We then headed down the very busy touristy street and I spotted a fan shop. I was hoping to find a cheap fan to keep me cool. It was boiling hot with the humidity through the roof. I perused and decided they cost far too much for a fan. Heading for the door I spotted some fans with some images of Mount Fuji on, I succombed and bought one as an ornament. Heading out with my nicely wrapped fan we set off for lunch and to the ‘Silver Pavilion’.
We popped into Lawson, another corner shop, to get a quick lunch. It was now 2pm. I decided we should skip a wooded area of temples and make our way to another World Heritage site. The last couple had been nice enough but nothing spectacular. I hoped the next place would be. We decided to get a bus as it was 3km away, usually this would be fine but it was so hot. The buses are extremely easy to use once you find a stop with you bus number on. Once on the bus, which you enter via the middle, you have a screen with destinations in English and Japanese. The microphone system also calls out the stops and for tourist hotspots it also announces in English. We headed to Ginkaku-ji, commonly known as the Silver Pavilion. It is a Zen temple and was built as a retirement home for the Shogan.
We expected something silver.
A misnomer indeed. It was supposed to be covered in silver but it never happened. Andrew says his house shall be known as the golden house because he did intend to cover it in gold leaf but never got around to it.
We sat looking at the Zen garden, which consists of white gravel being neatly raked and is called ‘sea of silver sand’. There is also a gravel mound known as ‘moon viewing platform’.
Zen Buddhism became the ‘in thing’ among the Samurai class in the 13th century with rock gardens reflecting the central theme of self-discipline.
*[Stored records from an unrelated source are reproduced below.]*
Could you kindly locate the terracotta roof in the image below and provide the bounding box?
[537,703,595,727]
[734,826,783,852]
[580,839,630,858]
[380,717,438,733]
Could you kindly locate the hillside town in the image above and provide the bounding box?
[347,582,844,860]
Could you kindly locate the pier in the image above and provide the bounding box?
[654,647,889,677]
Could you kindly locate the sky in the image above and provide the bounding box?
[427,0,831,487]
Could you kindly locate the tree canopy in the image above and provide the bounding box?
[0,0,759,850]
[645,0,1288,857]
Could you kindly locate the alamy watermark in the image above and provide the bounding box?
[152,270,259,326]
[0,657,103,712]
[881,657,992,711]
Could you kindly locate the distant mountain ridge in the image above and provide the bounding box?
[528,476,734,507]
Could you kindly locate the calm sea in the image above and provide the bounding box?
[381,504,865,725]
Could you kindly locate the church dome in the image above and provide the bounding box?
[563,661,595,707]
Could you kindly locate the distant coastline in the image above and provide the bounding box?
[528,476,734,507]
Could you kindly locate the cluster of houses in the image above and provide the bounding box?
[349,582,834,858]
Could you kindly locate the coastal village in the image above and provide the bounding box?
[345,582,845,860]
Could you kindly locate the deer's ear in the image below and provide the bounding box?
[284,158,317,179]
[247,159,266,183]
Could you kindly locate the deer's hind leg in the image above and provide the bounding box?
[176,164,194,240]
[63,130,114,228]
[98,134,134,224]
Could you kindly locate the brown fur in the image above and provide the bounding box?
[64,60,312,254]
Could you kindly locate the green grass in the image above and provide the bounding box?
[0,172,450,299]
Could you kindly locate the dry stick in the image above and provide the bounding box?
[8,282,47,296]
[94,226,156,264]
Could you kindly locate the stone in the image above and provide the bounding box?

The aim of the garden is to reduce the natural world to abstract forms e.g. a rock may represent a tiger and the gravel may be the ocean. It is supposed to allow meditation due to it’s simplicity. A guessing game usually ensues when we see a Zen garden as to which rock is what, but I suppose it achieves part of its goal, as it makes you think. I never got to the meditation part and thus have not yet achieved Nirvana.
We then moved on from the two remaining wooden temples. The rest having been,once again destroyed by fire, and walked through the moss garden.
Another small garden and again reasonably nice. Each place costs £3 per person. Visiting a few sites adds up and when you only spend 20 minutes it is a little frustrating. Places give you an information leaflet but I do feel without context of the places it is hard to appreciate some of them. For example, if I gave you a piece of a wood and told you it was the most wonderful artefact ever. You’d probably not agree but if I then told you it was from King Alfred the Great’s throne and told you about why he was such an important king who united England, you might appreciate it a bit more. At the time it was hard to comprehend how important some of these sites were, but on reflection and considering the date of the temples and surrounding context it means a lot more. I looked forward to our next day of temples.